Both men waved back. "Glad to see you're okay," Hal called as they started up the dock.

"Just fine, thanks. Thaniel hadn't been here, though."

"Yeah, we know." Hal looked past Lilah to Jackson. "You left about a minute too soon, Sheriff. I still can't believe it."

"Believe what?"

"Jerry Watkins drove up just as you went out of sight. We were just getting the boat in the water. I tell you, Jerry looked like hell, like he'd been on a week-long bender. He looked at the body bag in the meat wagon and just broke down, crying like a baby. He's the one killed Thaniel, Sheriff. He jumped Thaniel about his boat, and you know how Thaniel was, too stupid to know when to back down. He told Jerry he sunk the son of a bitch. Beg pardon, Lilah. Jerry set a store by that boat. The way he tells it, he lost all control, grabbed the shotgun from his truck, and let Thaniel have it."

After years in law enforcement, little could surprise Jackson. He wasn't surprised now, because dumber things had happened. And though the full moon was waning, weird things would continue to happen for another couple of days. He did feel as if he'd dropped the ball, however. He should have thought of Jerry. Everyone who knew Jerry knew how he loved that boat. Instead he'd been so focused on Lilah that he hadn't been able to see anything else.

"He sat down on the ground and put his hands on his head for your deputies to arrest him. Guess he saw that on television," Hal finished.

Well, that was that. Thaniel's murder was solved before it had time to become a real mystery. But one little detail struck him as strange. Jackson looked at the medic. "If you knew Lilah was okay, that Thaniel hadn't been killed in a fight here, why did you come along?"

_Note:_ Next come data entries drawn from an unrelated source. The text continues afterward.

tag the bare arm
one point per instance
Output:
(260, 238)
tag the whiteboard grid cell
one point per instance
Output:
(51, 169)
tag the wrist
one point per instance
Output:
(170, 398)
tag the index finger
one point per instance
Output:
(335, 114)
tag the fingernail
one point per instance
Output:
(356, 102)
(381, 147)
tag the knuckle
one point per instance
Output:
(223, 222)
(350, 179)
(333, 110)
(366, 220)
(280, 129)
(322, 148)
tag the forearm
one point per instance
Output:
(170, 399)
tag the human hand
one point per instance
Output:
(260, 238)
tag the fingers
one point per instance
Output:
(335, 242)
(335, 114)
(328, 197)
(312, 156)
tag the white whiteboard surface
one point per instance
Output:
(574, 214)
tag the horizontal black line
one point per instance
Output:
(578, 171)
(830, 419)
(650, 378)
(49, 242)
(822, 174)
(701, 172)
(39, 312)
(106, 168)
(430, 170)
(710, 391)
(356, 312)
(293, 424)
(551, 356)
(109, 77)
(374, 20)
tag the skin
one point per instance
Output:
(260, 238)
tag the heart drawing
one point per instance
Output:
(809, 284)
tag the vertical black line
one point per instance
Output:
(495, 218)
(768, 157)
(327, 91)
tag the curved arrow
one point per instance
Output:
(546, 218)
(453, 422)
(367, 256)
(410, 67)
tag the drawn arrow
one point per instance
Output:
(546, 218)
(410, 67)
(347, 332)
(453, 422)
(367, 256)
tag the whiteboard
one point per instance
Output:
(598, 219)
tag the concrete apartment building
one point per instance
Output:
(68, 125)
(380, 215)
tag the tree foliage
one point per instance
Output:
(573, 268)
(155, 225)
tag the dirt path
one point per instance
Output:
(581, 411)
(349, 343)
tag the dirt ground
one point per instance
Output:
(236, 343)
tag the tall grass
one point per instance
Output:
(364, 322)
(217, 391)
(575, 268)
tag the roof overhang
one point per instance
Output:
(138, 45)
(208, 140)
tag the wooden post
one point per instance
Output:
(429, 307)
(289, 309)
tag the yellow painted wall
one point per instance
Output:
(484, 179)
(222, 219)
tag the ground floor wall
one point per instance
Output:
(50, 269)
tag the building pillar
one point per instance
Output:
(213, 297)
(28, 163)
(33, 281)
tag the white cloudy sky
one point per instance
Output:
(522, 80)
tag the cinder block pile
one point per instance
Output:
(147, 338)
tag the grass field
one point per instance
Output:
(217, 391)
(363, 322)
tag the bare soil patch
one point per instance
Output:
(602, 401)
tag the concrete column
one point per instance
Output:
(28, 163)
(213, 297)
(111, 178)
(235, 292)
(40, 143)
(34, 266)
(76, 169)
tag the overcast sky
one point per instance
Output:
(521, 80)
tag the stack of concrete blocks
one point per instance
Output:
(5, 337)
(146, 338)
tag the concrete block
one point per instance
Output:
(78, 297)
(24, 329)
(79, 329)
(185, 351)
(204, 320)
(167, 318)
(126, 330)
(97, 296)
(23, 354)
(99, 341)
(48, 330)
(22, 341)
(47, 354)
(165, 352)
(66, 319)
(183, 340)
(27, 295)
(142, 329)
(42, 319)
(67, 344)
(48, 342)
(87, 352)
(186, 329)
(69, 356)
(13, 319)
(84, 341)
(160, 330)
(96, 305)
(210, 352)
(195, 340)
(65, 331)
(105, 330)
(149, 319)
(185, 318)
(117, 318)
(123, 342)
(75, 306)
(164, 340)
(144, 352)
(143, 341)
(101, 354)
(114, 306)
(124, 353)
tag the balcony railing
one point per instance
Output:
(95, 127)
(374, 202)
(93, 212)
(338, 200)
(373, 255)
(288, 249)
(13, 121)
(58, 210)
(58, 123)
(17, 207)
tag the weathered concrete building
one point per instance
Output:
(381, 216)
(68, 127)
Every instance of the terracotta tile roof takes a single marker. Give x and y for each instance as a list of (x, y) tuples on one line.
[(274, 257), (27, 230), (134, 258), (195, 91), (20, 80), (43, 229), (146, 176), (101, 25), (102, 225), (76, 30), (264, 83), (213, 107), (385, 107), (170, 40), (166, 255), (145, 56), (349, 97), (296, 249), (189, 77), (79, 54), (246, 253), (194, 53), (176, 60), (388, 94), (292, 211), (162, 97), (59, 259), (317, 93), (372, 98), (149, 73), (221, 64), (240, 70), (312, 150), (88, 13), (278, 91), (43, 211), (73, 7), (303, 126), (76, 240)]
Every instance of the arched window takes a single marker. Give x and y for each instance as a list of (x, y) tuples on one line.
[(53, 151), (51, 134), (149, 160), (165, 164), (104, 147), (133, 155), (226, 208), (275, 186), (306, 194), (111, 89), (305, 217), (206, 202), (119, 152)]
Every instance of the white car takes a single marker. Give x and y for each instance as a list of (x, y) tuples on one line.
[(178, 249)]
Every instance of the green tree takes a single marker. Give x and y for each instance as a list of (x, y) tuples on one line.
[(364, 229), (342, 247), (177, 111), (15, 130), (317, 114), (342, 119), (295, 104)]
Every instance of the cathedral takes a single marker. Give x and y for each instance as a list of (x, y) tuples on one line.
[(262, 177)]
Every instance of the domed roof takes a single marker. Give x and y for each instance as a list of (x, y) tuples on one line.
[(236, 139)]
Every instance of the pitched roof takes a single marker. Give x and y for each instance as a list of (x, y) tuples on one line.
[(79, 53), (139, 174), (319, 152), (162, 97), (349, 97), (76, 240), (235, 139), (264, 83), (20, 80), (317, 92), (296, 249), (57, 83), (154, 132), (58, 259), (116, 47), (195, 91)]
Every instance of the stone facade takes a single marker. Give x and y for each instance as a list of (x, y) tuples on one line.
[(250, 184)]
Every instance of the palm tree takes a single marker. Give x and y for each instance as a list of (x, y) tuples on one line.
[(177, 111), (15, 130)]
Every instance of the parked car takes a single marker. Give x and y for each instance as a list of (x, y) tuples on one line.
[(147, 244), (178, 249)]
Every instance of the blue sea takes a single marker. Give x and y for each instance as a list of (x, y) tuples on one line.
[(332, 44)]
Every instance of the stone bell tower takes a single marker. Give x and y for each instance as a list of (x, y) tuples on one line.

"He came to see me," Lilah said. She shook her head. "I can't help you, Cory. You've got gallstones. You're going to have to see a doctor."

"Ah, hell, Lilah, I haven't even told you my symptoms!"

"You don't have to tell me, I can see how you look. It hurts like blue blazes every time you eat, doesn't it? Were you afraid you were having heart problems, maybe?"

Cory made a face. "How'd you know?"

"Just a hunch. Go see that doctor. There's a good gas-tro specialist in Montgomery. I'll give you his name."

"Okay," he said glumly. "I was hoping it was an ulcer and you could give me something for it."

"Nope. Surgery."

"Damn."

"Well, that's taken care of," Hal said. "We'd better get back, we still got some more work to do in Pine Flats. Will you be along soon, Jackson?"

"In a little while," Jackson said. From the way Hal winked, he figured the older man had cottoned on to the fact that there was something between him and Lilah. Frankly, Jackson didn't care if the whole county knew.

He and Lilah watched the two men get back into the boat and head back downriver. Jackson squinted his eyes in the bright sun. "Auras, huh?" What the hell. If he believed she could have flashes of precognition, why not auras? If you loved someone, he thought, you accepted a lot of stuff that you never would have considered before. Privately he'd check on Cory's diagnosis from a doctor, just to make sure, but for some reason he figured Lilah had been right. Auras were as good a reason as anything.

She reached for his hand. "I told you that you have a beautiful aura. I probably would have loved you just because of what I saw in it. But I had another flash when I saw you the first time."

He closed his hand warmly around hers. "What did that one tell you?"

She gave him a somber look. "That you were going to be the love of my life."

He felt a little light-headed. Maybe it was just the culmination of a very stressful morning, but he remembered that feeling of dizziness the first time he'd seen her. "Didn't you say those flashes had never been wrong?"

"That's right." She rose on tiptoe and kissed him. "They're one-hundred-percent accurate."

He needed to get back to work. He needed to do a lot of things. But he didn't need to do them as much as he needed to hold her, so he wrapped his arms around her and held her tight, breathing in the essence of the love of his life, so happy he thought he might burst.

"We're going to do this up right," he said aloud. "The whole enchilada. Marriage. Kids."

"The whole enchilada," she agreed, and hand in hand they walked into the house.